Olivier was very proud to tell me that his team is working more professionally than ever, and that they haven’t had an accident that caused a work stoppage in three years at Krug. Wineries can be dangerous places, and he cares deeply for the team that makes some of the greatest wines on the planet. In 2022, they were blessed with a very successful harvest, and chef de cave Julie Cavil made 299 separate vins clairs for their future 178ème Édition, reserve program, rosé, and hopefully some vintage and single vineyard wines.

Krug’s ID program is something that I have written about a lot on this blog. Every bottle has number on the back of it that you can enter on their website to learn all the facts on the wine. They are industry leaders in transparency, and I encourage all readers to check out one or two of the IDs below.
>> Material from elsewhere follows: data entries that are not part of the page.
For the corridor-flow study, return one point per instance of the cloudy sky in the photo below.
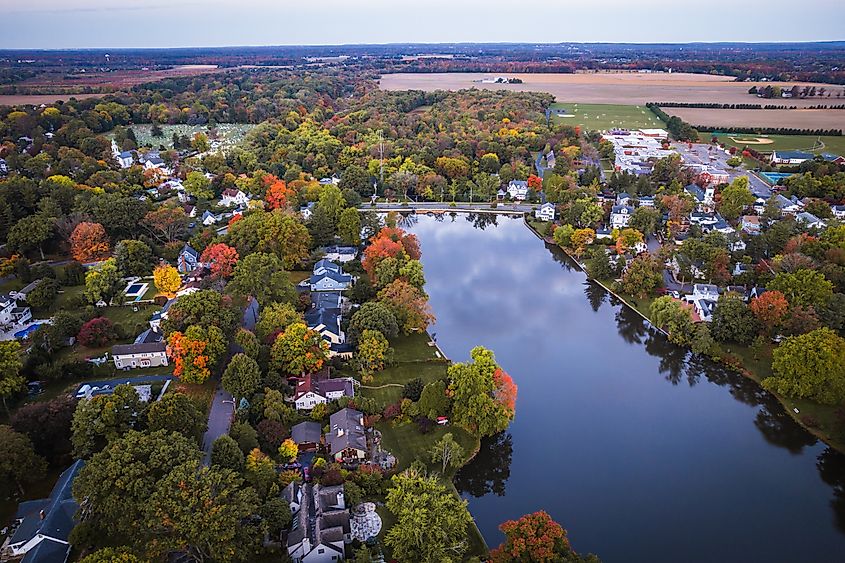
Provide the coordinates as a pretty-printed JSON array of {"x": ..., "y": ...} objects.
[{"x": 183, "y": 23}]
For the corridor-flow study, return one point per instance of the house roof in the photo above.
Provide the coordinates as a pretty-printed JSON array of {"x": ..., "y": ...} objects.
[
  {"x": 59, "y": 510},
  {"x": 145, "y": 348},
  {"x": 306, "y": 432},
  {"x": 346, "y": 431}
]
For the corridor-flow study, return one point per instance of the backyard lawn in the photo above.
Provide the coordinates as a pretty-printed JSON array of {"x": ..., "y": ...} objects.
[{"x": 601, "y": 117}]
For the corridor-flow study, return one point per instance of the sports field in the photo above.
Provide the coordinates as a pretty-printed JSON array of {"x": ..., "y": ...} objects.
[
  {"x": 601, "y": 117},
  {"x": 769, "y": 143}
]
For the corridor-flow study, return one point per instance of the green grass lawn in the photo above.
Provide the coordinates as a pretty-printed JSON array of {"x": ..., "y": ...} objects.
[
  {"x": 607, "y": 116},
  {"x": 832, "y": 144}
]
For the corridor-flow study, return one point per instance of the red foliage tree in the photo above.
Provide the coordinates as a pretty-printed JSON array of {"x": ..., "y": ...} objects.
[
  {"x": 278, "y": 195},
  {"x": 221, "y": 258},
  {"x": 534, "y": 537},
  {"x": 770, "y": 309},
  {"x": 505, "y": 391},
  {"x": 96, "y": 333},
  {"x": 89, "y": 242}
]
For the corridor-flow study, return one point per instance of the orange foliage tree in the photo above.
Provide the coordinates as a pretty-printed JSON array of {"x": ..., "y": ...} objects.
[
  {"x": 89, "y": 242},
  {"x": 534, "y": 537},
  {"x": 221, "y": 259},
  {"x": 770, "y": 309},
  {"x": 278, "y": 195}
]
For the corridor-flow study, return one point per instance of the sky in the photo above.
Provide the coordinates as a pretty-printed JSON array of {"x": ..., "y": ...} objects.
[{"x": 58, "y": 24}]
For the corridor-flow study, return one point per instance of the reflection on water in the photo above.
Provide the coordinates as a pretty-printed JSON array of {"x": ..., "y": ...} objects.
[{"x": 705, "y": 468}]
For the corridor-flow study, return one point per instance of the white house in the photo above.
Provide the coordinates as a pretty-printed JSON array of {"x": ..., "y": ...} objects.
[
  {"x": 130, "y": 356},
  {"x": 518, "y": 189},
  {"x": 232, "y": 197},
  {"x": 620, "y": 216},
  {"x": 44, "y": 525},
  {"x": 545, "y": 212}
]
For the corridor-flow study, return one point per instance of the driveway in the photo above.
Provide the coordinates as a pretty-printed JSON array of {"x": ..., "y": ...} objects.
[{"x": 219, "y": 420}]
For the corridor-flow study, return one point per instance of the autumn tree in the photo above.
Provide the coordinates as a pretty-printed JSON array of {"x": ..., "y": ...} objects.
[
  {"x": 480, "y": 404},
  {"x": 278, "y": 195},
  {"x": 537, "y": 538},
  {"x": 298, "y": 350},
  {"x": 167, "y": 279},
  {"x": 408, "y": 304},
  {"x": 89, "y": 242},
  {"x": 221, "y": 259},
  {"x": 810, "y": 366}
]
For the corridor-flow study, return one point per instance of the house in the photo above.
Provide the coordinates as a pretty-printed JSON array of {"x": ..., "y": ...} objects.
[
  {"x": 44, "y": 525},
  {"x": 187, "y": 260},
  {"x": 312, "y": 390},
  {"x": 518, "y": 190},
  {"x": 790, "y": 157},
  {"x": 208, "y": 218},
  {"x": 11, "y": 313},
  {"x": 341, "y": 254},
  {"x": 307, "y": 210},
  {"x": 545, "y": 212},
  {"x": 810, "y": 221},
  {"x": 232, "y": 197},
  {"x": 750, "y": 224},
  {"x": 320, "y": 527},
  {"x": 330, "y": 281},
  {"x": 130, "y": 356},
  {"x": 307, "y": 435},
  {"x": 346, "y": 438},
  {"x": 620, "y": 216}
]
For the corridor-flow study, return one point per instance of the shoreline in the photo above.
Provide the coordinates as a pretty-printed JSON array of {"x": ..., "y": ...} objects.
[{"x": 829, "y": 441}]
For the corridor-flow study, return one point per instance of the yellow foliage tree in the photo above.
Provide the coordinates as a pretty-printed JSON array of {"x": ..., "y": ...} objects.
[{"x": 167, "y": 279}]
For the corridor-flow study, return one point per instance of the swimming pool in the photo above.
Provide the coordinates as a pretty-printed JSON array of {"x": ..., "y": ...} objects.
[{"x": 21, "y": 334}]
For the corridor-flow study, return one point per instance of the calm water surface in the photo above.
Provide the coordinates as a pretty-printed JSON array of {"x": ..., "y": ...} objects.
[{"x": 643, "y": 452}]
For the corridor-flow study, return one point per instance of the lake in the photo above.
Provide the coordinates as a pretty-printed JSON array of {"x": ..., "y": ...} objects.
[{"x": 642, "y": 451}]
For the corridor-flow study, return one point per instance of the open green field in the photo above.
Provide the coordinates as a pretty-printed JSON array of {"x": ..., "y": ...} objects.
[
  {"x": 607, "y": 116},
  {"x": 812, "y": 143}
]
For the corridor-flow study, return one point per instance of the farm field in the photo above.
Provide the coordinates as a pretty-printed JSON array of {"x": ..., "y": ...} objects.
[
  {"x": 769, "y": 143},
  {"x": 228, "y": 134},
  {"x": 607, "y": 116},
  {"x": 797, "y": 118},
  {"x": 604, "y": 88}
]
It is my reference for all the facts on these wines and having it available allowed our conversation at lunch not to be totally consumed by technical details.
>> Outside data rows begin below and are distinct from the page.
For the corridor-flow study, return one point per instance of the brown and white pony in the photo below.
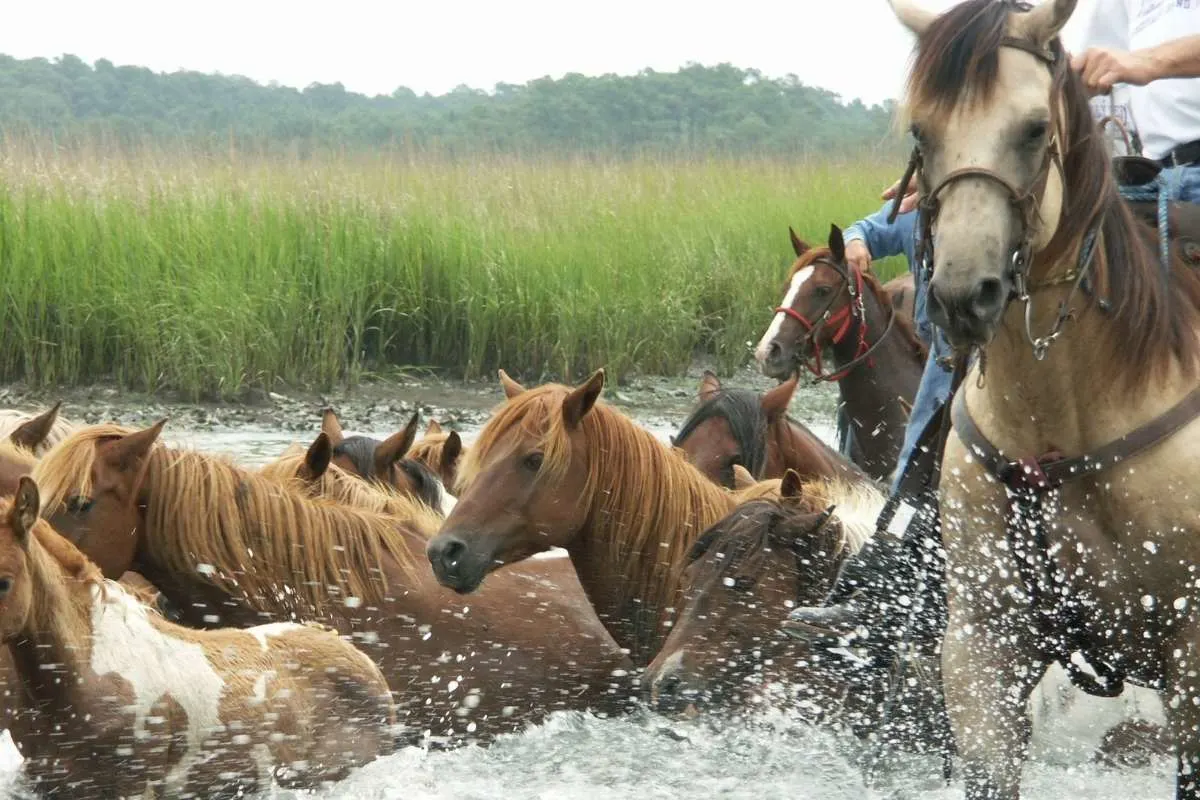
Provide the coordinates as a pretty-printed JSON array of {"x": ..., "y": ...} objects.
[
  {"x": 123, "y": 703},
  {"x": 227, "y": 546},
  {"x": 1008, "y": 156},
  {"x": 832, "y": 306}
]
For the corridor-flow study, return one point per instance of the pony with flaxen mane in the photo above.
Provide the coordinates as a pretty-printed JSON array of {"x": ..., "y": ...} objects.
[
  {"x": 169, "y": 709},
  {"x": 528, "y": 645}
]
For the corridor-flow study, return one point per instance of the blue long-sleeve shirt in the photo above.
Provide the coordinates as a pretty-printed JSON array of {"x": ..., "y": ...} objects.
[{"x": 883, "y": 240}]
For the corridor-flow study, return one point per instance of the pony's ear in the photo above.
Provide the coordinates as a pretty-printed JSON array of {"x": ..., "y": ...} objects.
[
  {"x": 451, "y": 449},
  {"x": 774, "y": 402},
  {"x": 742, "y": 479},
  {"x": 837, "y": 245},
  {"x": 791, "y": 486},
  {"x": 1044, "y": 22},
  {"x": 331, "y": 427},
  {"x": 912, "y": 16},
  {"x": 30, "y": 433},
  {"x": 798, "y": 245},
  {"x": 317, "y": 459},
  {"x": 127, "y": 452},
  {"x": 511, "y": 388},
  {"x": 25, "y": 506},
  {"x": 581, "y": 400},
  {"x": 394, "y": 447}
]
We started the lunch with a half-bottle of Krug "Grande Cuvée" 170ème Édition Brut Champagne, ID 320021. It is amazing to me to think that this little half bottle has 12 vintages in it, spanning 1998 to 2014. It was disgorged in summer of 2020 and composed of 51% Pinot Noir, 38% Chardonnay, and 11% Meunier. Out of half bottle one can already find the nuttiness in this wine, which is much tighter and more linear out of 750ml. The combination of refreshing chalk and rich brioche in this wine is beguiling, the consistency of their execution is hard to believe. 
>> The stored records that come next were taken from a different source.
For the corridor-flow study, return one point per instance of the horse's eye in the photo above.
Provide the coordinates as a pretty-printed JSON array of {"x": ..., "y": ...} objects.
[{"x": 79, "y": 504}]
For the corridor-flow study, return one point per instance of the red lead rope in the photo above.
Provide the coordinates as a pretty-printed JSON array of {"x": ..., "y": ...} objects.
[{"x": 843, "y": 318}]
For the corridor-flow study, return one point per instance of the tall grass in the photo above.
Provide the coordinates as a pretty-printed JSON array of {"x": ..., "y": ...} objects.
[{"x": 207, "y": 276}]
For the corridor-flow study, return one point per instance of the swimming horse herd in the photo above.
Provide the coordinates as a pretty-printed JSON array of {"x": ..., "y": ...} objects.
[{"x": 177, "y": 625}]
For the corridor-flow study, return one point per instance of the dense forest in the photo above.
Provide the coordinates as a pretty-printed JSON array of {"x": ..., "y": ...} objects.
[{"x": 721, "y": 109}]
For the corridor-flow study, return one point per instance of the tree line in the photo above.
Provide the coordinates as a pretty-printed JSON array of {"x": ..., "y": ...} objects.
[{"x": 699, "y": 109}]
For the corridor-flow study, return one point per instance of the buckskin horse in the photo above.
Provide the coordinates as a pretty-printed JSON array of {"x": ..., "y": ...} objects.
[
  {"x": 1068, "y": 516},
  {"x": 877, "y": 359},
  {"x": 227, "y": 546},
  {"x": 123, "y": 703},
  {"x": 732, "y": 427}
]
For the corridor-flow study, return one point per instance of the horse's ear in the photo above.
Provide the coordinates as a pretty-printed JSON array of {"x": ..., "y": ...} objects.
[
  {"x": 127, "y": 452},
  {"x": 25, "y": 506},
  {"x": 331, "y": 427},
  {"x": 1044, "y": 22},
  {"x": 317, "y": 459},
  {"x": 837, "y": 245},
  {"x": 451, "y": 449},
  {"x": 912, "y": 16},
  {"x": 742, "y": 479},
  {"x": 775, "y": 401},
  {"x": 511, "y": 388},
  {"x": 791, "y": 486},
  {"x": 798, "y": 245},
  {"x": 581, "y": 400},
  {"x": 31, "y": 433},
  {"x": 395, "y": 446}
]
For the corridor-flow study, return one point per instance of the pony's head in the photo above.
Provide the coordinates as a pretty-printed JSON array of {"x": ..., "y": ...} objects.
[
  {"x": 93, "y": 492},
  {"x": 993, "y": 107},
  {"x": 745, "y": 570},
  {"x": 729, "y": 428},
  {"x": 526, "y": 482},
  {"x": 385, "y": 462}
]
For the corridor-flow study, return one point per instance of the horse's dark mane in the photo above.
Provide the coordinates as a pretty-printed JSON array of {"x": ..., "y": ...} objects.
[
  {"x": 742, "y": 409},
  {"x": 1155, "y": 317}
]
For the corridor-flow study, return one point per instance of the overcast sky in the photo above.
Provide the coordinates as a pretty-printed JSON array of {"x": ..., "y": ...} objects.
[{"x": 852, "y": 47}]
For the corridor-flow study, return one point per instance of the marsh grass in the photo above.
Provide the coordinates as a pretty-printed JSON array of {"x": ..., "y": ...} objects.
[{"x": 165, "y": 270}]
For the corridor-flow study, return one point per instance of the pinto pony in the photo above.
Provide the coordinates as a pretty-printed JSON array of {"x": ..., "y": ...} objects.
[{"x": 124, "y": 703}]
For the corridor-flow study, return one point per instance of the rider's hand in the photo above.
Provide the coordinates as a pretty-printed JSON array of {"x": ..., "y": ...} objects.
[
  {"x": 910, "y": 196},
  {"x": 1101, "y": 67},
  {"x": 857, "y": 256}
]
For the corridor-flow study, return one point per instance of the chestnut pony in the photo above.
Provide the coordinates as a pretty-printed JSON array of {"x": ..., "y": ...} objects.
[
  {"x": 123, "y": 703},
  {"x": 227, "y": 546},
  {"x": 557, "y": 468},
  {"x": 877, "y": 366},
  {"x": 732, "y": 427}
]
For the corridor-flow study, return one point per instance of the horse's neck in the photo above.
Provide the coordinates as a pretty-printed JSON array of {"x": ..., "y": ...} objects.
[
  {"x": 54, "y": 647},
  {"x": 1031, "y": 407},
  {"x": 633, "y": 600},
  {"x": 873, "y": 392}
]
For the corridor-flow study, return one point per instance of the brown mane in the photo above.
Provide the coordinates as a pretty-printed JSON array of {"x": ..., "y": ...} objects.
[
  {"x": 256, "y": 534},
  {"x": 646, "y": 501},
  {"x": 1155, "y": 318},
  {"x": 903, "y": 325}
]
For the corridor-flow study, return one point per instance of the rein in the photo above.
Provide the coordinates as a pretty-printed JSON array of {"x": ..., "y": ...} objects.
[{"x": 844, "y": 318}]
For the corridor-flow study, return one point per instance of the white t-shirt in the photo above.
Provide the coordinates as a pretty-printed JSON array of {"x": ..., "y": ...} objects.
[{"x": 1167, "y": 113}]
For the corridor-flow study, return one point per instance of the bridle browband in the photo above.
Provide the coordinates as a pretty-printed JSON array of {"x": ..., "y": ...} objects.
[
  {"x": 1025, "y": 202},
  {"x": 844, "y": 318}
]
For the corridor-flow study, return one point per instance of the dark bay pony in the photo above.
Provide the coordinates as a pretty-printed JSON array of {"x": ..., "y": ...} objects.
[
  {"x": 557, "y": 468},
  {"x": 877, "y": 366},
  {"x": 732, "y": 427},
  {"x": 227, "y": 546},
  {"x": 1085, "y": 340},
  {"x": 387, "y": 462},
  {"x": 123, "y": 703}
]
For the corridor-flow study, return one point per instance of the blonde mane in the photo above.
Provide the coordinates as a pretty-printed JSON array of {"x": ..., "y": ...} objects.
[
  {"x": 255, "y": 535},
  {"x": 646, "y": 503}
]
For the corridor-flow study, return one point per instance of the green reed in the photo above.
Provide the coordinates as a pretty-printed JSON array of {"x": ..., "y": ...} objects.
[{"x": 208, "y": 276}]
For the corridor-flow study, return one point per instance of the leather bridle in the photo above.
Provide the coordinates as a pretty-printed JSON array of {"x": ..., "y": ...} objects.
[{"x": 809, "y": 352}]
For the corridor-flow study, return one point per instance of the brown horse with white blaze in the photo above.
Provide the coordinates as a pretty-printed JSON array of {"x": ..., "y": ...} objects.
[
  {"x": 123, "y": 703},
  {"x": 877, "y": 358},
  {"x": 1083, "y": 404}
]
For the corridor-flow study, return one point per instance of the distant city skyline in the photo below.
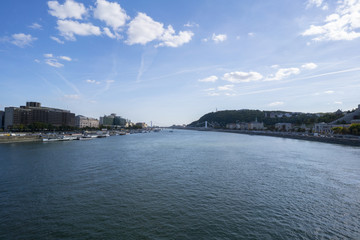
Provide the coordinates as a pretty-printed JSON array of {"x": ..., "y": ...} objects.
[{"x": 171, "y": 62}]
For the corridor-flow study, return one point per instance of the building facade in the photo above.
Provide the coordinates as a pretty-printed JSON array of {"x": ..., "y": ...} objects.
[
  {"x": 33, "y": 112},
  {"x": 113, "y": 121},
  {"x": 84, "y": 122},
  {"x": 283, "y": 126},
  {"x": 2, "y": 115}
]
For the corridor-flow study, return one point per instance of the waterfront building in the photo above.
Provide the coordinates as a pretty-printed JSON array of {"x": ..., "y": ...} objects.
[
  {"x": 353, "y": 115},
  {"x": 141, "y": 125},
  {"x": 231, "y": 126},
  {"x": 113, "y": 121},
  {"x": 256, "y": 125},
  {"x": 325, "y": 128},
  {"x": 283, "y": 126},
  {"x": 33, "y": 112},
  {"x": 84, "y": 122},
  {"x": 2, "y": 114}
]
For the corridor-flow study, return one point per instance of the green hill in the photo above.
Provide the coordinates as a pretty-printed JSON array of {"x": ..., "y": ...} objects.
[{"x": 221, "y": 118}]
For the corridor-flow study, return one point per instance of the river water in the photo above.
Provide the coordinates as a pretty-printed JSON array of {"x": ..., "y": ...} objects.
[{"x": 180, "y": 185}]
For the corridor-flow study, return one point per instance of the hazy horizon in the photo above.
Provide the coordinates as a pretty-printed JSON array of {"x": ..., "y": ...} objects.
[{"x": 172, "y": 62}]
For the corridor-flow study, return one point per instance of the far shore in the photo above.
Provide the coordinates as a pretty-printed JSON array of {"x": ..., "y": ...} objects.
[{"x": 343, "y": 140}]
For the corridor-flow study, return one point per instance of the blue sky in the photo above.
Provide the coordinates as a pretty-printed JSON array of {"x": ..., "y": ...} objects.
[{"x": 170, "y": 62}]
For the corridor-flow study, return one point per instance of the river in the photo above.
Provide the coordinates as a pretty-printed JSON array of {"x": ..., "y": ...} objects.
[{"x": 180, "y": 185}]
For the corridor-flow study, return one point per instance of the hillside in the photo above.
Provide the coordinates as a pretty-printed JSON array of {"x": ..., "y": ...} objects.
[{"x": 221, "y": 118}]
We then moved on to the debut of the 2008 Krug "Clos du Mesnil" Brut Blanc de Blancs Champagne, ID 321045. This wine will be so highly allocated that I am bound to disappoint far too many of our Krug loving customers, and I felt badly for using up a bottle for our lunch. That bad feeling went away as soon as I tasted it. Olivier told us that the harvest for this precious 4.5-acre walled vineyard began on September 18th, the same day as the financial crisis. The beauty of the grapes was a contrast to the ugly news—he said he would never forget that feeling. After 14 years, this wine is still almost water-clear, and, on the nose and in the mouth, it is clearly built for the very distant future—I could detect no toasty aromas even after all that time aging on the lees. The oak was completely consumed by the wine, and pure Chardonnay fruit—citric, incisive, and bright—defined the wine. The finish was incalculably long, chalky and driven, but not at all austere. For those who are lucky enough to find a bottle and able to buy it, it will be one of the greatest bottles in your cellar! 

Afterwards we tasted the 2008 Krug Brut Champagne, ID 220019, a wine that will be competing for the honor of the greatest wine from the greatest vintage of my career for many, many decades to come. At Krug, their nickname for this wine is “classic beauty,” and it delivers on the promise. I have been fortunate enough to drink this wine on four occasions now, and this time I found it to be at its tightest. If you have some in your cellar, I recommend waiting a few years to open it. This bottle was disgorged after 12 years on the lees in spring of 2020 and composed of 53% Pinot Noir, 25% Meunier, and 23% Chardonnay. For a wine aged this long and vinified 100% in small, old oak barrels, I was surprised to find the dominate aromatic note to be pamplemousse or grapefruit. The structure, the power and the length are undeniable. This is going to be one of the greatest Krug vintage offerings of all time. 

The last wine of the lunch was the Krug "Grande Cuvée" 164ème Édition Brut Champagne, ID 316037. As usual, it is the oldest Grand Cuvée of any Krug tasting that is my favorite of the day. Anyone who works for Krug will tell you that “there is no hierarchy at Krug,” and that the pricing of the bottles is linked to rarity, not quality. They will also tell you that the Grande Cuvée is the hardest of all the wines to make. Take them seriously. This wine was disgorged after eight years on the lees in summer of 2016 and then aged for another six years on its cork. The oldest wine in this blend of 11 vintages is 1990 and the youngest is 2008 and it is composed of 48% Pinot Noir, 35% Chardonnay and 17% Meunier. The time on the cork made this masterful wine open for business now, with incredible hazelnut depth, panettone toast aromas, and a briny minerality that is carried off to infinity on the finish by the acidity of 2008. If you have some of this in your cellar, pull it out for a special occasion now or keep it for as long as you would like.